Eggs: To Freeze or Not to Freeze?...An Exercise in Fertility


As I drove to my doctor's office for a routine checkup, I had a mission. I wanted to ask about the option of freezing my eggs. I half-wished that he would just tell me that I'm too old, my eggs are done, and it would be a waste of time and money to freeze my creaky, 38-year-old eggs. Hearing that would instantly save me from taking action regarding my reproductive future, not to mention, thousands of dollars. But that's not what he said.

He told me that the time is now. That I shouldn't even wait a year. Oh boy. Here we go. I'm a divorced single mom of a four-year old boy, who is the light of my life. I never thought I'd be the woman willing to spend thousands of dollars on conceiving my own biological child, but when I look at our faces in the mirror, or him playing with my parents, or see how similar our expressions are, my heart swells. I never thought my marriage would end, and I never thought I'd be a single mom at 38, contemplating the end of my natural fertility. But here I am. Single. And my eggs are about to expire.

The decision of freezing my eggs is complicated and rife with more questions. How badly do I want a second child? Can I afford to do it alone? What are my chances of delivering a healthy baby from a frozen egg? How long can it stay frozen? How old can I be to carry an implanted egg? What if I don't use them? This egg freezing decision is not going over easy.

I turn on the TV and catch Maria Menounous on Dr.

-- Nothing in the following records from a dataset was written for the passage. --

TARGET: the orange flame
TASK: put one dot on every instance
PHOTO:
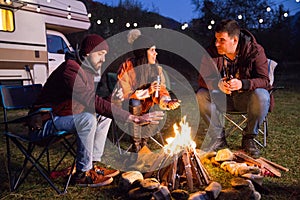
(182, 139)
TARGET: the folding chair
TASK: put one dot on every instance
(21, 98)
(112, 80)
(237, 120)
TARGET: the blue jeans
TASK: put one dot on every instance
(213, 104)
(91, 130)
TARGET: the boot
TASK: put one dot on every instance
(144, 142)
(249, 146)
(218, 143)
(135, 108)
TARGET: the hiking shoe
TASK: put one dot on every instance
(91, 179)
(249, 146)
(106, 172)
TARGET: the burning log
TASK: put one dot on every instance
(180, 161)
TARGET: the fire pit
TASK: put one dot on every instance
(179, 163)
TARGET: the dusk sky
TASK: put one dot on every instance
(183, 10)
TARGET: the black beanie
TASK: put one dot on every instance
(92, 43)
(141, 45)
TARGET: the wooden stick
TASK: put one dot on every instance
(247, 158)
(188, 170)
(274, 164)
(269, 167)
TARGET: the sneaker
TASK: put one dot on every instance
(249, 146)
(91, 179)
(106, 172)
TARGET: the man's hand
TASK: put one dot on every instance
(149, 118)
(169, 104)
(235, 84)
(118, 93)
(224, 86)
(228, 86)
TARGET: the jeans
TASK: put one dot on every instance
(213, 104)
(91, 130)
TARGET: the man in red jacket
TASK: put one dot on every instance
(70, 92)
(239, 83)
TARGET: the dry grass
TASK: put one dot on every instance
(283, 148)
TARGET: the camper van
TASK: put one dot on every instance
(32, 37)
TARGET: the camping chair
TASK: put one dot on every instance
(34, 150)
(117, 136)
(237, 120)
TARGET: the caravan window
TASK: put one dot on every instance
(6, 20)
(56, 44)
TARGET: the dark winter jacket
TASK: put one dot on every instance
(251, 62)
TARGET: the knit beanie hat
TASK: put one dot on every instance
(140, 46)
(92, 43)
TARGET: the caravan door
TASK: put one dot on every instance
(57, 46)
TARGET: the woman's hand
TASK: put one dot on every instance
(149, 118)
(154, 87)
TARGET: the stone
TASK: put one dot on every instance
(213, 190)
(224, 155)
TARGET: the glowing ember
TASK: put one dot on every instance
(182, 139)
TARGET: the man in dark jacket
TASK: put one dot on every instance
(70, 92)
(239, 82)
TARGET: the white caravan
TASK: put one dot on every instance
(32, 41)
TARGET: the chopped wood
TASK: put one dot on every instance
(269, 167)
(247, 158)
(274, 164)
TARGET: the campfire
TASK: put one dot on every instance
(179, 163)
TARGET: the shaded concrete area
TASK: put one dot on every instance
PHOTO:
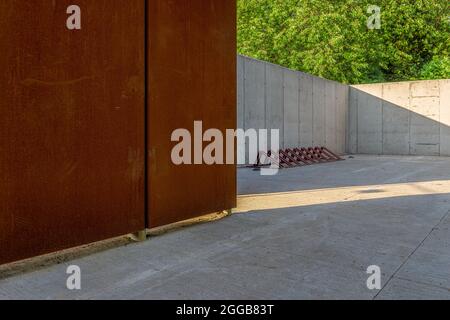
(307, 233)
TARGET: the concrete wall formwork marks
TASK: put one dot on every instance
(308, 110)
(400, 118)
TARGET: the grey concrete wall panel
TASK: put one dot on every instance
(395, 129)
(274, 100)
(352, 123)
(330, 115)
(306, 109)
(319, 133)
(370, 126)
(445, 117)
(291, 109)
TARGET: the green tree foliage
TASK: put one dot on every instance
(330, 38)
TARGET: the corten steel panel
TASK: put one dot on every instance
(192, 76)
(71, 124)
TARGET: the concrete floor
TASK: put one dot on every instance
(307, 233)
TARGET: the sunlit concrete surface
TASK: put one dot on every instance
(307, 233)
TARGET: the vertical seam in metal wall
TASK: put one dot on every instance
(146, 122)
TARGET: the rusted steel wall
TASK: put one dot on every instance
(191, 76)
(72, 124)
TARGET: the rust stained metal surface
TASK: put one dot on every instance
(71, 124)
(191, 77)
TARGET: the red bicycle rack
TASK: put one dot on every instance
(296, 157)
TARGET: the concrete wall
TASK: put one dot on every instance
(400, 118)
(308, 110)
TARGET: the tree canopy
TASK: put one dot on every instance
(331, 38)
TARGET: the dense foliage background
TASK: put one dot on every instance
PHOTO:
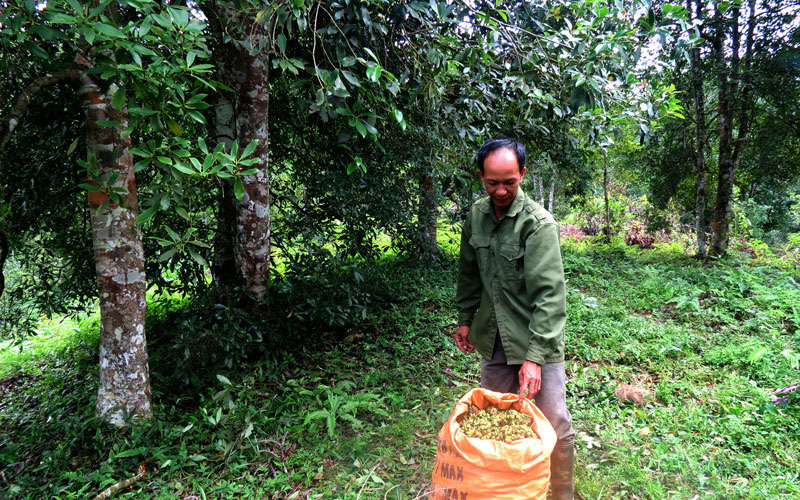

Drew's Lifechangers chronicling her egg-freezing adventures because she is a busy working 33-year-old who wants a reproductive insurance policy of sorts, to ensure her choice to become a mother even in her 40's. I call the fertility specialist.

Even a few years ago, this was not a viable option for women. Still considered "experimental", results aren't guaranteed, but the technology has advanced. I had heard that the cost is about $10,000, but upon speaking to the specialist, the actual cost, without complications, is closer to $15-18K. That's a lot of money to preserve a future "what if."

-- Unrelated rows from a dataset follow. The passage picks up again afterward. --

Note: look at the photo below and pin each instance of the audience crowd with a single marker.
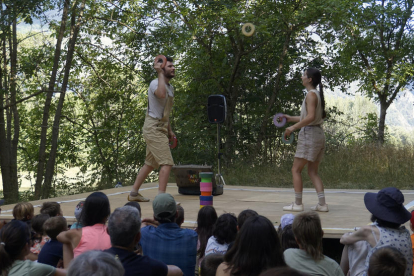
(122, 243)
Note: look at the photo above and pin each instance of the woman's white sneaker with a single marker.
(320, 208)
(294, 207)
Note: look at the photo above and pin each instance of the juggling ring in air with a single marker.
(173, 142)
(278, 120)
(291, 138)
(163, 58)
(252, 29)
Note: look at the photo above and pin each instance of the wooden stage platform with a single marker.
(347, 209)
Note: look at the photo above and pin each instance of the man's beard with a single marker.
(169, 76)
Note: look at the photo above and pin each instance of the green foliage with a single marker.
(106, 99)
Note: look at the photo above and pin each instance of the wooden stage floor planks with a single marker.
(346, 207)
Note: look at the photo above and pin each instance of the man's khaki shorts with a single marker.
(158, 151)
(311, 143)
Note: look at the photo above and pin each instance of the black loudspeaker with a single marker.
(216, 109)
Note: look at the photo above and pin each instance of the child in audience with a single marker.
(93, 234)
(210, 263)
(180, 217)
(224, 232)
(245, 214)
(285, 232)
(287, 238)
(206, 219)
(282, 271)
(134, 204)
(24, 211)
(387, 261)
(96, 263)
(78, 210)
(388, 214)
(51, 208)
(40, 237)
(309, 258)
(256, 249)
(241, 218)
(14, 247)
(52, 251)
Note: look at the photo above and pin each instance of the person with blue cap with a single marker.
(388, 215)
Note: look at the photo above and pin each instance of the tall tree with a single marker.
(11, 13)
(374, 44)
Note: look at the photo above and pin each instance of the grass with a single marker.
(357, 166)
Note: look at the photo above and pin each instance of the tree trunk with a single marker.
(275, 91)
(43, 136)
(381, 125)
(9, 139)
(5, 147)
(75, 26)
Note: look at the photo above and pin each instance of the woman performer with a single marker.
(311, 142)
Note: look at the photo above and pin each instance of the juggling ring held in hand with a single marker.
(278, 120)
(248, 25)
(291, 139)
(163, 58)
(173, 142)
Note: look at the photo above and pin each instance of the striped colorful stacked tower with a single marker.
(206, 189)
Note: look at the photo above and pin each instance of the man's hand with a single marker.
(288, 117)
(288, 131)
(157, 67)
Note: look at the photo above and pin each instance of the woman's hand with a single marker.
(289, 131)
(288, 117)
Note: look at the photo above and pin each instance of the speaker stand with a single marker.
(219, 176)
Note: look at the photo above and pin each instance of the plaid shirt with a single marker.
(172, 245)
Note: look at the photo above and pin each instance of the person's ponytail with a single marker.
(322, 100)
(5, 260)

Forgetting the preclusive price tag for the moment, I'm elated at the thought of how powerful it is for women to be offered this choice to protect our fertility in a work climate that is less than family-friendly. I tell the doctor that this could be a remarkable step for women, that as the technology advances, every 25 year-old woman could freeze her eggs, and in essence outsmart the biological clock! What a game changer this could be!

But my doctor stops me cold. She simply says, "…Or, we could live in a society that supports women in the workplace at a child-bearing age with affordable child care options and a family friendly work environment." I almost cry. She's right. If we had that, we wouldn't have to go through experimental procedures to outsmart our biological clock, we could just go with it.

She recommends that I use a sperm donor and get pregnant immediately. Which also makes me want to cry. I realize that's not what I want. I don't want another baby right now- what I do want is to be told that should I want another biological child in the future, the choice won't be taken off the table entirely.

I decide not to go through with it. I am so lucky to have my son, and I think I needed this exercise in fertility to make that crystal clear to me. Who knows what the future holds? I might meet someone and get knocked up before my eggs are done, or I might not. But either way, I've learned: Fertility is a finite thing. You don't think much about it, until you need it, and then it is still an unknown at best.

What would you do? Would you freeze your eggs to preserve reproductive choice?